Wirsing: "Wir haben auf diese Weise in den letzten fünf Jahren knapp 20 Prozent mehr Mittel einsetzen können. Dadurch konnten wir in der Qualität der Lehre wirklich aufholen gegenüber anderen Ländern wie Schweiz oder Großbritannien, die ja immer zitiert werden. Wir setzen diese Mittel ein, um kleinere Lerngruppen zu finanzieren, um Bibliotheks-Öffnungszeiten zu verlängern. Aber auch, um zusätzliches Lehrpersonal einzustellen. Viele andere Dinge auch, etwa um die Studierenden besser beraten zu können."

Das alles, sagt Professor Wirsing, stünde auf dem Spiel, wenn das Volk die Studiengebühren abschafft. Unterstützung erhält er auch von nicht wenigen Studierenden. Etwa den Mitgliedern des CSU-nahen RCDS, des "Rings christlich-demokratischer Studenten". In der CSU wehren sich vor allem die konservativen und wirtschaftsnahen Mitglieder gegen den Kursschwenk der eigenen Partei. Etwa der frühere Staatskanzlei-Minister Eberhard Sinner:

Sinner: "Die CSU ist gegen Studiengebühren, aber ich seh’ das ein bisschen anders. Eigentlich haben wir die Studiengebühren vertreten und wir haben auch keinen gegenteiligen Beschluss."

Noch nicht. Je näher aber die Landtagswahl rückt, desto unruhiger wird Seehofer. Der CSU-Chef weiß, dass sich 71 Prozent der bayerischen Bevölkerung in Umfragen gegen die Campus-Maut ausgesprochen haben. Also ist auch Seehofer dagegen. Der Freistaat, so der Ministerpräsident, könne die fehlenden Mittel über Steuermehreinnahmen und Rückstellungen finanzieren. Das sehen die bayerischen Grünen und die SPD ebenso. Und Michael Piazolo von den Freien Wählern:

Piazolo: "Wir wollen nicht, dass die Hochschulen nachher schlechter ausgestattet sind. Das würde auf die Studenten durchschlagen. Also volle Kompensation durch den bayerischen Haushalt. Das kann sich Bayern auch leisten."

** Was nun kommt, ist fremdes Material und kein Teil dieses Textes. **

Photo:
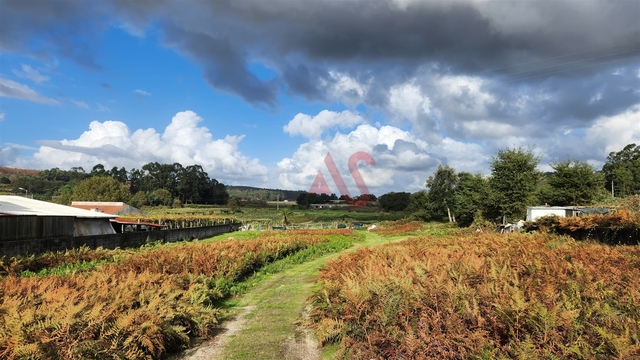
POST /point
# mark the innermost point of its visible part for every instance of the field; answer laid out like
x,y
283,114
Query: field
x,y
265,216
136,304
429,291
482,296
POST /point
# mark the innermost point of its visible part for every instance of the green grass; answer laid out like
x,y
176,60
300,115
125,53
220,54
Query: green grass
x,y
279,299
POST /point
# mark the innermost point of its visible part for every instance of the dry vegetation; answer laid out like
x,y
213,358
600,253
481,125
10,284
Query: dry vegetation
x,y
390,228
139,307
620,227
482,296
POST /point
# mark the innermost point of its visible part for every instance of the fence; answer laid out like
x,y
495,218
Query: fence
x,y
110,241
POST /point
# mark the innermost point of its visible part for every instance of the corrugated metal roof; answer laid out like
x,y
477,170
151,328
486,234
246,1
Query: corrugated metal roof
x,y
116,208
18,205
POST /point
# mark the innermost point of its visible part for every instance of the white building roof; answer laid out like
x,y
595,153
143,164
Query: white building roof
x,y
18,205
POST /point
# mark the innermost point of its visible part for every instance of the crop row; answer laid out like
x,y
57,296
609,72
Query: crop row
x,y
140,307
482,296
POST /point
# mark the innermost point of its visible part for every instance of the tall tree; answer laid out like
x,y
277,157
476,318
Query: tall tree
x,y
513,183
441,195
418,205
623,170
394,201
572,183
471,194
101,188
98,170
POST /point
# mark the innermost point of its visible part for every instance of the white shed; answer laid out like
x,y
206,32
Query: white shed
x,y
535,212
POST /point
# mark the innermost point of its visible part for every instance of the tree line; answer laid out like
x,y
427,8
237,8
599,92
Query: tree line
x,y
153,184
514,183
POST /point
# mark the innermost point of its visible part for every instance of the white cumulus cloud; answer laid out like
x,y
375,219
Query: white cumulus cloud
x,y
112,143
403,160
313,127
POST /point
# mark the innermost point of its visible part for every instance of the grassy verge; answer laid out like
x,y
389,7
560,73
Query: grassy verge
x,y
279,301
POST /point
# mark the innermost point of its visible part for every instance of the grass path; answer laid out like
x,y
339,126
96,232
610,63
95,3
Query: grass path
x,y
269,319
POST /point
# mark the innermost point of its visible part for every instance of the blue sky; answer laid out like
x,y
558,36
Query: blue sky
x,y
259,92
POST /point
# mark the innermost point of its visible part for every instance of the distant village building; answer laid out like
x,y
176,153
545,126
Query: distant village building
x,y
536,212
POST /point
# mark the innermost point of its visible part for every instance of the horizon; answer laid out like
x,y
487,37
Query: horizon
x,y
259,93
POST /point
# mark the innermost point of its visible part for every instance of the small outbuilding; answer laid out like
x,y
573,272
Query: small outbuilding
x,y
535,212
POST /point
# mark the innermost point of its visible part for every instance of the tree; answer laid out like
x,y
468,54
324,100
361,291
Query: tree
x,y
418,204
441,196
623,170
286,214
233,205
572,183
471,193
101,188
394,201
140,199
513,183
98,170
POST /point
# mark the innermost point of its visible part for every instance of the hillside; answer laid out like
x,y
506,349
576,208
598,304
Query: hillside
x,y
13,171
248,192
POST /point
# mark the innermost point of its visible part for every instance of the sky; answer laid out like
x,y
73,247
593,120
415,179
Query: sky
x,y
260,92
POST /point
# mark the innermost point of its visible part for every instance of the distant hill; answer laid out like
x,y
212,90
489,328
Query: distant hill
x,y
13,171
251,193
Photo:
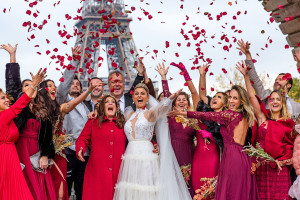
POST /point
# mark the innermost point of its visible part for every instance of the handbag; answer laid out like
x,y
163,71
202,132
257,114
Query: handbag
x,y
34,159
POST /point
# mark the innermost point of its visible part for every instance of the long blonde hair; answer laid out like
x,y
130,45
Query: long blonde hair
x,y
284,112
245,108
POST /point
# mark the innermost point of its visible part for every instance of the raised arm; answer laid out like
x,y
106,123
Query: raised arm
x,y
69,73
261,92
163,71
68,107
195,96
22,102
12,73
202,83
161,108
257,110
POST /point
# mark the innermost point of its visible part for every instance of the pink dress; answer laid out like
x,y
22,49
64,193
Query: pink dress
x,y
12,182
235,182
40,184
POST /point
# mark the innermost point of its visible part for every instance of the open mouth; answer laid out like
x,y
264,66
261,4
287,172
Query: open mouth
x,y
53,93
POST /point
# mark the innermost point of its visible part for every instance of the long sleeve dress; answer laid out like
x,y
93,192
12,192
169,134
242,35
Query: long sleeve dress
x,y
182,139
276,139
235,182
12,182
107,147
206,159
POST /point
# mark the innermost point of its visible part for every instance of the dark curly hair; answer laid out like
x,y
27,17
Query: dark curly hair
x,y
120,121
43,107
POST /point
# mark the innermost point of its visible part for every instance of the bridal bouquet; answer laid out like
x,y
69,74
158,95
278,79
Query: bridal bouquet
x,y
259,153
207,190
186,172
261,156
61,142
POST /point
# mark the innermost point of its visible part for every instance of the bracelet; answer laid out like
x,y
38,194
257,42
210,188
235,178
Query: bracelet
x,y
33,88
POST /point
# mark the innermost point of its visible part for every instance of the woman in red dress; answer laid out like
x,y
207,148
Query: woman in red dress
x,y
12,182
107,139
275,137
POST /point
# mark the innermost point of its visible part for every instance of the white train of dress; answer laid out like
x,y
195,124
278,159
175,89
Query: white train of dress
x,y
143,175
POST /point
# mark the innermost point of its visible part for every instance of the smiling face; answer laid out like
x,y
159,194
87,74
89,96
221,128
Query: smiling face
x,y
75,89
279,83
217,102
234,101
275,103
116,85
140,97
25,85
4,101
181,102
98,90
51,90
110,107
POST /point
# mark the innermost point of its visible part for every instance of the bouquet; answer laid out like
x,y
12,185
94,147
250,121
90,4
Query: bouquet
x,y
186,172
207,190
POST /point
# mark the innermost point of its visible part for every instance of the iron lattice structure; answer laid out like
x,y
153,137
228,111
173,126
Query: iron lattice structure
x,y
105,22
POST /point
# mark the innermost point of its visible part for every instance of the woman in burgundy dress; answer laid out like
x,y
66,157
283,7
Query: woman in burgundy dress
x,y
182,137
274,136
12,183
107,139
235,182
206,159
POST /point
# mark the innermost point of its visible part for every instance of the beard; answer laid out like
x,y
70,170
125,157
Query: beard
x,y
74,94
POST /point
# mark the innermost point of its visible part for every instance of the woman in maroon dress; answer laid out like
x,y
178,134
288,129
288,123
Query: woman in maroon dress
x,y
235,182
107,139
12,183
274,136
182,136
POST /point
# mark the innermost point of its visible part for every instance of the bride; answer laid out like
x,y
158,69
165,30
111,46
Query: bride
x,y
143,174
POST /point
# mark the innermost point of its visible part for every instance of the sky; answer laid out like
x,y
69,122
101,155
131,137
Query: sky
x,y
152,34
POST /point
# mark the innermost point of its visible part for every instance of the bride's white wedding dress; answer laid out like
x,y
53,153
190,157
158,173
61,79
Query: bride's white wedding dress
x,y
143,174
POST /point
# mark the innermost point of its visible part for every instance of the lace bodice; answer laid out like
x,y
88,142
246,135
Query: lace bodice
x,y
143,128
137,126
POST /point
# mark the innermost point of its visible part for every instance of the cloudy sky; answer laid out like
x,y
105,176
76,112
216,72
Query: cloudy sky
x,y
152,34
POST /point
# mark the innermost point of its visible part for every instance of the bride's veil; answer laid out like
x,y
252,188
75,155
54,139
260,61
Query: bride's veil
x,y
171,183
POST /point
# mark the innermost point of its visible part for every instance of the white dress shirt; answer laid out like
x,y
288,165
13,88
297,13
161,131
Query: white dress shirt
x,y
122,103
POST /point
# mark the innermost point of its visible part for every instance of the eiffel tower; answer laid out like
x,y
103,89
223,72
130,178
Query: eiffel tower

Nur die FDP widerspricht. Bayerns Wissenschaftsminister Heubisch verweist auf das ehrgeizige Ziel der bayerischen Staatsregierung, bis zum Jahr 2030 sämtliche Altlasten des Freistaates zu tilgen:

Heubisch: "Bayern hat noch Schulden. Über 30 Milliarden. Da kommen dann wieder 180, 190 Millionen Euro dazu. Das zahlen genau die zurück, die heute studieren. Das will ich nicht. Ich will auch nicht, dass diejenigen, die kein akademisches Studium haben, also z.B. Arzthelferinnen, das Studium der Akademiker mitfinanzieren müssen."

Studiengebühren seien eine Frage der sozialen Gerechtigkeit, sagt der liberale Wissenschaftsminister. Seine Partei will standhaft bleiben – egal, wie das Volksbegehren gegen die Campusmaut ausgeht. Scheitert es, sieht sich die FDP bestätigt.

Kommen dagegen genügend Unterschriften zusammen, sind zwei Entwicklungen denkbar. Erstens ein Volksentscheid, bei dem ganz Bayern im Herbst mit Ja oder Nein über die Studienbeiträge abstimmt. Oder zweitens: der bayerische Landtag schafft die Gebühren per Gesetz ab. Mit den Stimmen einer großen Koalition aus CSU, SPD, Grünen und Freien Wählern – gegen die FDP. Das allerdings könnte die schwarz-gelbe Regierungskoalition zerreißen - nur wenige Monate vor der bayerischen Landtagswahl.